Spark编程指南

来源：互联网发布：产品经理与数据分析师编辑：程序博客网时间：2024/05/19 19:29

Understanding closures
理解闭包

One of the harder things about Spark is understanding the scope and life cycle of variables and methods when executing code across a cluster. RDD operations that modify variables outside of their scope can be a frequent source of confusion. In the example below we’ll look at code that uses foreach() to increment a counter, but similar issues can occur for other operations as well.

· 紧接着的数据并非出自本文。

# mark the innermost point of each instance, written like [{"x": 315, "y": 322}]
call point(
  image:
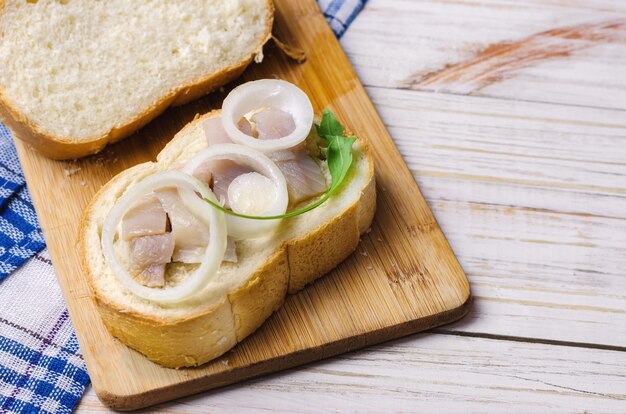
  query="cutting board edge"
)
[{"x": 182, "y": 389}]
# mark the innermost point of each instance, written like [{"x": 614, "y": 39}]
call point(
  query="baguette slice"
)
[
  {"x": 245, "y": 294},
  {"x": 78, "y": 75}
]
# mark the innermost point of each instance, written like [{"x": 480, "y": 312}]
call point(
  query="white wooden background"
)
[{"x": 512, "y": 116}]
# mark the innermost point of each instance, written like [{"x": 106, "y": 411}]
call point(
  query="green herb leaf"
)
[
  {"x": 329, "y": 125},
  {"x": 338, "y": 156}
]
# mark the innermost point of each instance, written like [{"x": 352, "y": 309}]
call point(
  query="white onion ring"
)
[
  {"x": 239, "y": 227},
  {"x": 213, "y": 256},
  {"x": 267, "y": 93}
]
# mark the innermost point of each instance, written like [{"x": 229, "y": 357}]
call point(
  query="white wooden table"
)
[{"x": 512, "y": 116}]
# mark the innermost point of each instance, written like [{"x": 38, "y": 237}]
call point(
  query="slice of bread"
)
[
  {"x": 244, "y": 294},
  {"x": 78, "y": 75}
]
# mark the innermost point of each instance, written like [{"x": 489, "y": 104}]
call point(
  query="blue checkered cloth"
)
[
  {"x": 340, "y": 13},
  {"x": 41, "y": 367}
]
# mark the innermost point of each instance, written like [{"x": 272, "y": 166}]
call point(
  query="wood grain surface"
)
[
  {"x": 404, "y": 277},
  {"x": 525, "y": 175}
]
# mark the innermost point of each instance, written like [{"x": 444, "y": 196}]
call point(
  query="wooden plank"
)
[
  {"x": 570, "y": 52},
  {"x": 405, "y": 279},
  {"x": 532, "y": 198},
  {"x": 430, "y": 373}
]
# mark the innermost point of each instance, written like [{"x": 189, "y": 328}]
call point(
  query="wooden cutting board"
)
[{"x": 403, "y": 278}]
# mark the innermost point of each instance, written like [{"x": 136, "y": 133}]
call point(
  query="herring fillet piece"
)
[{"x": 79, "y": 75}]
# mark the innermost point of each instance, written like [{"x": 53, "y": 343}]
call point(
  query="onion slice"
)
[
  {"x": 187, "y": 186},
  {"x": 239, "y": 227},
  {"x": 272, "y": 93}
]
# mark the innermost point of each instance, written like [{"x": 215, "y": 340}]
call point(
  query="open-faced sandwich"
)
[{"x": 190, "y": 254}]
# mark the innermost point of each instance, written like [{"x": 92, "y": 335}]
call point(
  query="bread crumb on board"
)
[{"x": 71, "y": 171}]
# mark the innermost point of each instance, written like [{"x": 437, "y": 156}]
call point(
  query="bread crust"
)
[
  {"x": 204, "y": 335},
  {"x": 62, "y": 148}
]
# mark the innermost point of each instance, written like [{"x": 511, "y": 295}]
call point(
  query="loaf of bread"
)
[
  {"x": 78, "y": 75},
  {"x": 243, "y": 294}
]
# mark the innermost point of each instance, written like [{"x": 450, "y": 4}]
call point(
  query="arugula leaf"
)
[
  {"x": 338, "y": 156},
  {"x": 329, "y": 125}
]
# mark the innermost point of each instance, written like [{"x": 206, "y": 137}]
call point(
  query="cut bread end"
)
[
  {"x": 243, "y": 295},
  {"x": 79, "y": 76}
]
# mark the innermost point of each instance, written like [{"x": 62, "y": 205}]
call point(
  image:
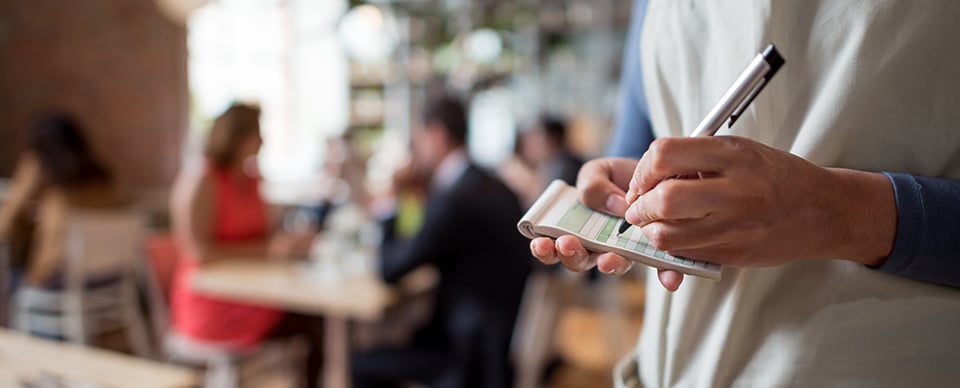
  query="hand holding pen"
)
[{"x": 733, "y": 103}]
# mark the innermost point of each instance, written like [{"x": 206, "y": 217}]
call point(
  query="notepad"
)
[{"x": 558, "y": 212}]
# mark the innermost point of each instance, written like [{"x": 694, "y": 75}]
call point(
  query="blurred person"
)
[
  {"x": 62, "y": 175},
  {"x": 469, "y": 233},
  {"x": 545, "y": 147},
  {"x": 836, "y": 221},
  {"x": 218, "y": 213},
  {"x": 519, "y": 174}
]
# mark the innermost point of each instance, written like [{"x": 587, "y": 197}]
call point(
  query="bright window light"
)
[{"x": 283, "y": 55}]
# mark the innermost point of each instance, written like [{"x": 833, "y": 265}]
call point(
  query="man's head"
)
[
  {"x": 444, "y": 130},
  {"x": 545, "y": 139}
]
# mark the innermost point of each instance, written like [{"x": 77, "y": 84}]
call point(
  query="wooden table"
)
[
  {"x": 23, "y": 358},
  {"x": 293, "y": 287}
]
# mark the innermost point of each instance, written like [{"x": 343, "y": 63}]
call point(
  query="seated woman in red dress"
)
[{"x": 218, "y": 213}]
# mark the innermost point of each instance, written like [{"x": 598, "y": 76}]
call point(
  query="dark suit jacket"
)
[{"x": 469, "y": 233}]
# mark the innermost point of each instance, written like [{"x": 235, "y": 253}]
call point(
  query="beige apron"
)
[{"x": 868, "y": 84}]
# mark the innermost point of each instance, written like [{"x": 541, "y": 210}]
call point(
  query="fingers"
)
[
  {"x": 566, "y": 250},
  {"x": 613, "y": 264},
  {"x": 670, "y": 279},
  {"x": 601, "y": 183},
  {"x": 544, "y": 250},
  {"x": 678, "y": 199},
  {"x": 573, "y": 255},
  {"x": 670, "y": 157}
]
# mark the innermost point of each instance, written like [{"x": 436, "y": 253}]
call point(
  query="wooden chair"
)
[
  {"x": 532, "y": 342},
  {"x": 98, "y": 292},
  {"x": 4, "y": 283},
  {"x": 225, "y": 366}
]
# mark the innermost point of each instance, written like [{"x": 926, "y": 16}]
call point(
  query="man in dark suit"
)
[{"x": 469, "y": 234}]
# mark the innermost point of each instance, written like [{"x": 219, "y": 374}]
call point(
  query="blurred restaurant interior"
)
[{"x": 133, "y": 255}]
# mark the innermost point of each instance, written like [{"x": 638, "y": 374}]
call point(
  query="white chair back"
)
[{"x": 101, "y": 243}]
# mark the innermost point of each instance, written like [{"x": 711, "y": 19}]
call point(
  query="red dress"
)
[{"x": 240, "y": 216}]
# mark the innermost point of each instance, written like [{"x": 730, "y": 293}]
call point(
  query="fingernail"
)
[
  {"x": 539, "y": 252},
  {"x": 616, "y": 204},
  {"x": 633, "y": 215}
]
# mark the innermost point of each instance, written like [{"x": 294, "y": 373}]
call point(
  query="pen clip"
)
[{"x": 746, "y": 102}]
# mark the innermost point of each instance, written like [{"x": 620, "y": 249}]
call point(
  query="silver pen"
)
[{"x": 736, "y": 100}]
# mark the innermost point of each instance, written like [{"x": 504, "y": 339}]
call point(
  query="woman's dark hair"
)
[
  {"x": 65, "y": 159},
  {"x": 229, "y": 131}
]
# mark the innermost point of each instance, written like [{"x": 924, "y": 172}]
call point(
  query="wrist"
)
[{"x": 867, "y": 221}]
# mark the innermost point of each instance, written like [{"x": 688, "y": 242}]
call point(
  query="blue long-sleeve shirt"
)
[{"x": 927, "y": 243}]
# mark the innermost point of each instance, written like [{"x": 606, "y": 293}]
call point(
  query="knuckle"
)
[
  {"x": 660, "y": 238},
  {"x": 668, "y": 198}
]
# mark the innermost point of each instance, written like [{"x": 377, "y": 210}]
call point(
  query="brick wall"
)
[{"x": 119, "y": 65}]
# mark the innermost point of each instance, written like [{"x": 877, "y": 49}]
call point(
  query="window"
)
[{"x": 283, "y": 55}]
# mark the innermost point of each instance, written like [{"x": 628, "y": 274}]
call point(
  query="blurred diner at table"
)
[
  {"x": 218, "y": 213},
  {"x": 57, "y": 175},
  {"x": 468, "y": 233}
]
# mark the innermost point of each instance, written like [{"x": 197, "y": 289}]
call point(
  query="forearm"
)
[
  {"x": 901, "y": 224},
  {"x": 866, "y": 223}
]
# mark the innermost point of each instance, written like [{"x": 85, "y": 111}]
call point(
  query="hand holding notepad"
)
[{"x": 558, "y": 212}]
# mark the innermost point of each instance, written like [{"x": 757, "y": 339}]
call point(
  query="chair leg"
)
[
  {"x": 73, "y": 321},
  {"x": 222, "y": 372},
  {"x": 136, "y": 327}
]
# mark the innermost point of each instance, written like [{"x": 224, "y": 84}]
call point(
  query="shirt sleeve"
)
[
  {"x": 632, "y": 132},
  {"x": 927, "y": 242}
]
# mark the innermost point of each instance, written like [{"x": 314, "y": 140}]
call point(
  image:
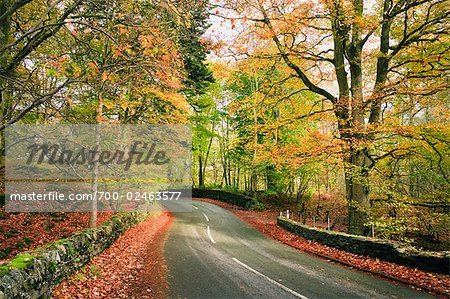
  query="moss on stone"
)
[{"x": 21, "y": 261}]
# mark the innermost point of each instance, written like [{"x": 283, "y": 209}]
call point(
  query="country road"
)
[{"x": 210, "y": 253}]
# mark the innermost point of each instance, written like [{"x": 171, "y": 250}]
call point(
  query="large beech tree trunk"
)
[{"x": 357, "y": 192}]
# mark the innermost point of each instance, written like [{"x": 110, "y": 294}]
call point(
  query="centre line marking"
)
[
  {"x": 207, "y": 219},
  {"x": 292, "y": 292},
  {"x": 210, "y": 237}
]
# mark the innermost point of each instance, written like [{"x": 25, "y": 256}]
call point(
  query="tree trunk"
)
[
  {"x": 201, "y": 179},
  {"x": 357, "y": 191},
  {"x": 5, "y": 26}
]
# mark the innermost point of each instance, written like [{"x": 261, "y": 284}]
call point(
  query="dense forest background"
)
[{"x": 337, "y": 110}]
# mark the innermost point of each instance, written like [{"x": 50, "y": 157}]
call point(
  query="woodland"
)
[{"x": 335, "y": 109}]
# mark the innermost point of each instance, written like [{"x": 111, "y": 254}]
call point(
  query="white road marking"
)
[
  {"x": 207, "y": 219},
  {"x": 292, "y": 292},
  {"x": 210, "y": 237}
]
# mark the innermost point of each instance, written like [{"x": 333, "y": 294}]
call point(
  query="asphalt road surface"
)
[{"x": 211, "y": 253}]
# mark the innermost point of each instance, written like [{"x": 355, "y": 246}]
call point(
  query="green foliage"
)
[
  {"x": 21, "y": 261},
  {"x": 255, "y": 205}
]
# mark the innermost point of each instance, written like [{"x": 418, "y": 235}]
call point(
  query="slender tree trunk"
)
[
  {"x": 94, "y": 207},
  {"x": 5, "y": 26},
  {"x": 201, "y": 180}
]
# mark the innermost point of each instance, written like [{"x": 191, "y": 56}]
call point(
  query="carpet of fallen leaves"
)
[
  {"x": 26, "y": 231},
  {"x": 133, "y": 267},
  {"x": 265, "y": 222}
]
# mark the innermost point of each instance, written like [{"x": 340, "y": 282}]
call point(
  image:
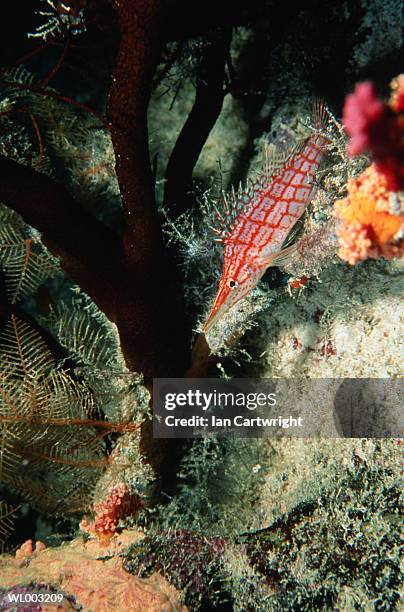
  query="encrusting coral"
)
[{"x": 94, "y": 575}]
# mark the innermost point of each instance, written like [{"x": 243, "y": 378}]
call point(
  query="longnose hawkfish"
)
[{"x": 258, "y": 220}]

关于spark有个很难的事就是理解通过集群执行代码时变量和方法的作用域与生命周期。会在作用域外修改变量的RDD操作经常让人混淆。下面的例子，我们将使用foreach去递加一个计数器，相似的情形也会发生在RDD的其他操作上。

Example

Consider the naive RDD element sum below, which may behave differently depending on whether execution is happening within the same JVM. A common example of this is when running Spark in local mode (–master = local[n]) versus deploying a Spark application to a cluster (e.g. via spark-submit to YARN):
考虑一个简单RDD元素求和，这个跟它是否运行在同一个虚拟机有关。最普通的例子，当它运行在local模式跟它运行在集群模式（比如提交给yarn集群。）说明：本地模式所有executer，driver，master，worker都运行在一个虚拟机上。

var counter = 0
var rdd = sc.parallelize(data)

// Wrong: Don’t do this!!
rdd.foreach(x => counter += x)

println(“Counter value: ” + counter)

Local vs. cluster modes
本地模式 vs 集群模式
The behavior of the above code is undefined, and may not work as intended. To execute jobs, Spark breaks up the processing of RDD operations into tasks, each of which is executed by an executor. Prior to execution, Spark computes the task’s closure. The closure is those variables and methods which must be visible for the executor to perform its computations on the RDD (in this case foreach()). This closure is serialized and sent to each executor.
上述代码行为是未知的，并不像预想的那样。为了执行job，Spark将RDD操作处理切分成任务，每个都用一个executor执行。在执行前，spark会计算这个闭包。闭包是那些变量和方法，它们必须对执行它的executor可见。这里是foreach方法。闭包要支持系列化，可以被发送给每个executor

The variables within the closure sent to each executor are now copies and thus, when counter is referenced within the foreach function, it’s no longer the counter on the driver node. There is still a counter in the memory of the driver node but this is no longer visible to the executors! The executors only see the copy from the serialized closure. Thus, the final value of counter will still be zero since all operations on counter were referencing the value within the serialized closure.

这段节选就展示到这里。